7. Watch your child for backpack “dysfunction.” The aches and pains resulting from wearing new backpacks is not a necessary adjustment period. Discomforts ought to be investigated before they become worse. Investigate red marks on kids’ shoulders or complaints of tingling or numbness in their arms. Backpacks are too heavy when children have difficulty putting them on, lean to one side while wearing them, or bend forward with their heads down to balance them. This can cause children to topple over, especially on stairs.
8. Consider rolling backpacks. Wheels allow children to roll backpacks where feasible. Handles on wheeled backpacks should be sufficiently long so that children can stand fully upright when pulling them. Some schools have banned wheeled backpacks as being dangerous on stairs and not fitting into lockers.

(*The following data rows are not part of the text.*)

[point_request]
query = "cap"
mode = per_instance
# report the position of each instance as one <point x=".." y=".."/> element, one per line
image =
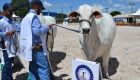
<point x="7" y="6"/>
<point x="37" y="2"/>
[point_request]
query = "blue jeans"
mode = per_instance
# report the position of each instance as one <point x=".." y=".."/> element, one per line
<point x="7" y="68"/>
<point x="39" y="67"/>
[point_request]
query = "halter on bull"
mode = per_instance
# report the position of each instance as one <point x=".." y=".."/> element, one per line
<point x="97" y="33"/>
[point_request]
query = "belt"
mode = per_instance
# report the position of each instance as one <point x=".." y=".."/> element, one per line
<point x="37" y="47"/>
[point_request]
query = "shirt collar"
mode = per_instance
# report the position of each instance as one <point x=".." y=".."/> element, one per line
<point x="33" y="11"/>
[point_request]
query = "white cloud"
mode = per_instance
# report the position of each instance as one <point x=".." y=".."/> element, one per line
<point x="46" y="4"/>
<point x="109" y="1"/>
<point x="122" y="7"/>
<point x="131" y="0"/>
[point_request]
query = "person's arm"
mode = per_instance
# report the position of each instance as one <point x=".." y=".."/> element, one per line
<point x="3" y="33"/>
<point x="37" y="28"/>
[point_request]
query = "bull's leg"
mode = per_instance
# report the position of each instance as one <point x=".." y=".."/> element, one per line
<point x="81" y="39"/>
<point x="105" y="57"/>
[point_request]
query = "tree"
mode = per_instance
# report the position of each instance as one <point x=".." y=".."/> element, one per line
<point x="21" y="7"/>
<point x="114" y="13"/>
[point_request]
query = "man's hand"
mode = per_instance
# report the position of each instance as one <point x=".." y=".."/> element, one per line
<point x="10" y="33"/>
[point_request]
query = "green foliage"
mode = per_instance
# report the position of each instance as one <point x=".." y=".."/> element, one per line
<point x="21" y="7"/>
<point x="114" y="13"/>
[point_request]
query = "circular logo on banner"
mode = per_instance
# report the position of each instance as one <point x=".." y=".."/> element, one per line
<point x="83" y="72"/>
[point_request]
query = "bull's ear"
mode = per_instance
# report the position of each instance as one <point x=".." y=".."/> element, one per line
<point x="74" y="15"/>
<point x="96" y="14"/>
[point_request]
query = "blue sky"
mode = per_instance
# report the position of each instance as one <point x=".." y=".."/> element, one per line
<point x="57" y="5"/>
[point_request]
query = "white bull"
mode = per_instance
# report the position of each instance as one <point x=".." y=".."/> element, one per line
<point x="97" y="33"/>
<point x="46" y="20"/>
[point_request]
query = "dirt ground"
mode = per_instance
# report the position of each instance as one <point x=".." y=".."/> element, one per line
<point x="124" y="62"/>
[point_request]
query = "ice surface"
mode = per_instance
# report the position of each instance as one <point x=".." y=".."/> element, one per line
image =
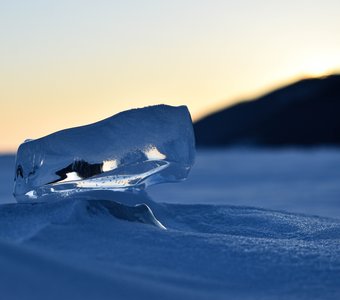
<point x="130" y="150"/>
<point x="240" y="228"/>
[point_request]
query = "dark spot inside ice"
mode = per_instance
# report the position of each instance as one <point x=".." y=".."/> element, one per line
<point x="82" y="168"/>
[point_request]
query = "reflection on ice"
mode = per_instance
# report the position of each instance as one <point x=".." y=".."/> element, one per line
<point x="130" y="150"/>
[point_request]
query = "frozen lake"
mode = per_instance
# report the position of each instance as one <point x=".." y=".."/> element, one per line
<point x="246" y="224"/>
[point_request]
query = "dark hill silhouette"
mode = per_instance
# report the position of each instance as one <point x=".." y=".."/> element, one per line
<point x="306" y="113"/>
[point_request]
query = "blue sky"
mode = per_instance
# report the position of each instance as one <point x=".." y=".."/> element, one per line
<point x="68" y="63"/>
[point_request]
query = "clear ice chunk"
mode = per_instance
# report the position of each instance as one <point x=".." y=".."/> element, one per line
<point x="128" y="151"/>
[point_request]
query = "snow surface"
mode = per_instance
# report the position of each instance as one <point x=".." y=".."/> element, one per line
<point x="248" y="224"/>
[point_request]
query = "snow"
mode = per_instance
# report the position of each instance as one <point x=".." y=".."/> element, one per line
<point x="247" y="224"/>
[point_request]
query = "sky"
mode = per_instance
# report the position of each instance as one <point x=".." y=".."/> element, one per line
<point x="67" y="63"/>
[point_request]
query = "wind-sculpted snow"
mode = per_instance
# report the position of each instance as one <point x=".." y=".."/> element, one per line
<point x="130" y="150"/>
<point x="208" y="251"/>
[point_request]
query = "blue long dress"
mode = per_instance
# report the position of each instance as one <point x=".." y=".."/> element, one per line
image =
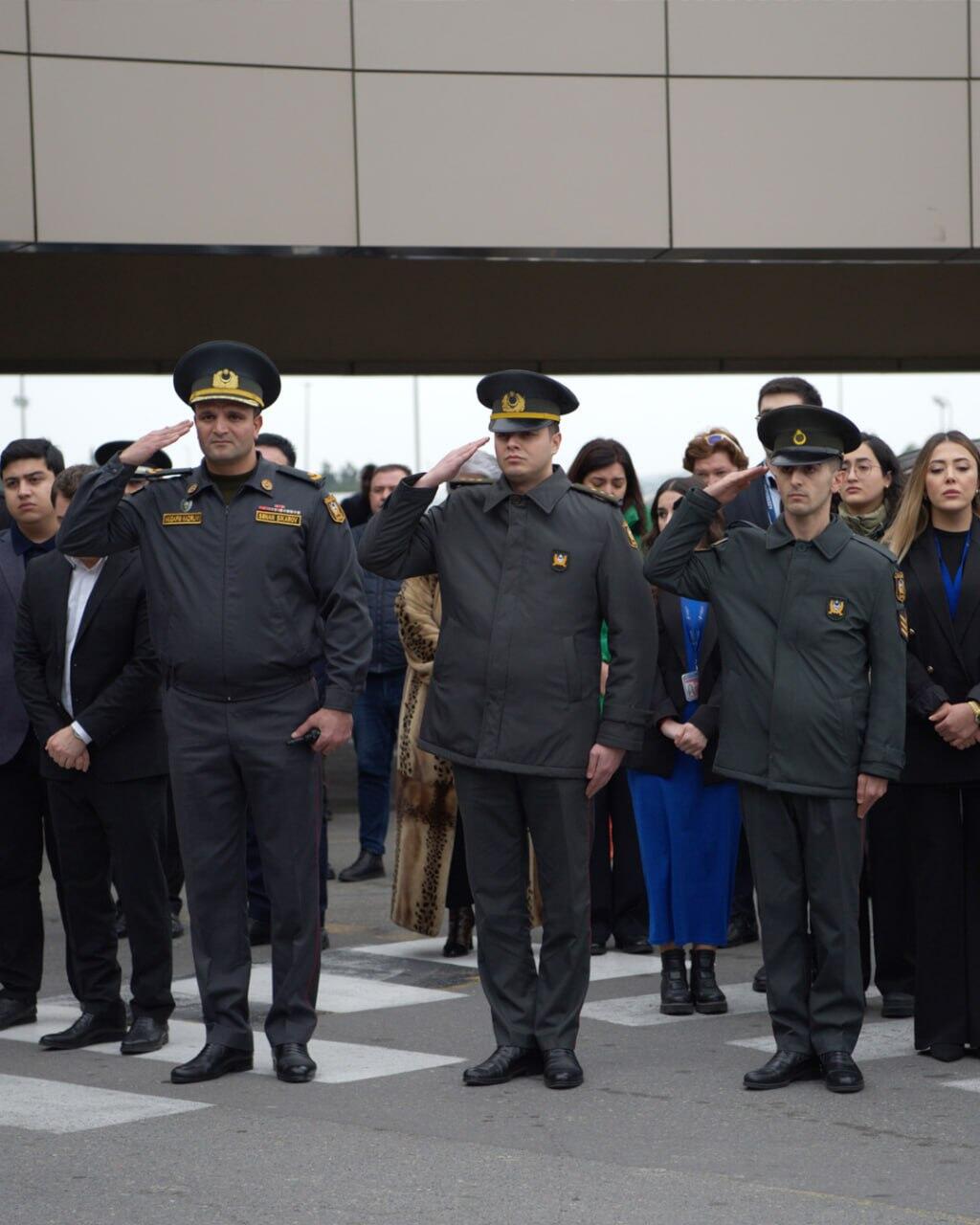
<point x="689" y="835"/>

9. Put backpacks on correctly. Children should bend at the knees, not at the waist, while keeping the trunk of the body straight and stable. They should push up using their leg muscles and keep the backpack close to the body. Excessive twisting and turning may indicate that the backpack is too heavy or the wrong model. Some children find it advantageous to place backpacks on a chair or table (depending on the child’s height), before placing them on their backs.
10. Avoid backpack-related injuries to others. Fully loaded backpacks protrude more than a foot. Bystanders, in the aisles of school buses or on airplanes, for example, have been knocked over when a backpack wearer suddenly turns around. People at airports trip over backpacks carelessly left on the floor.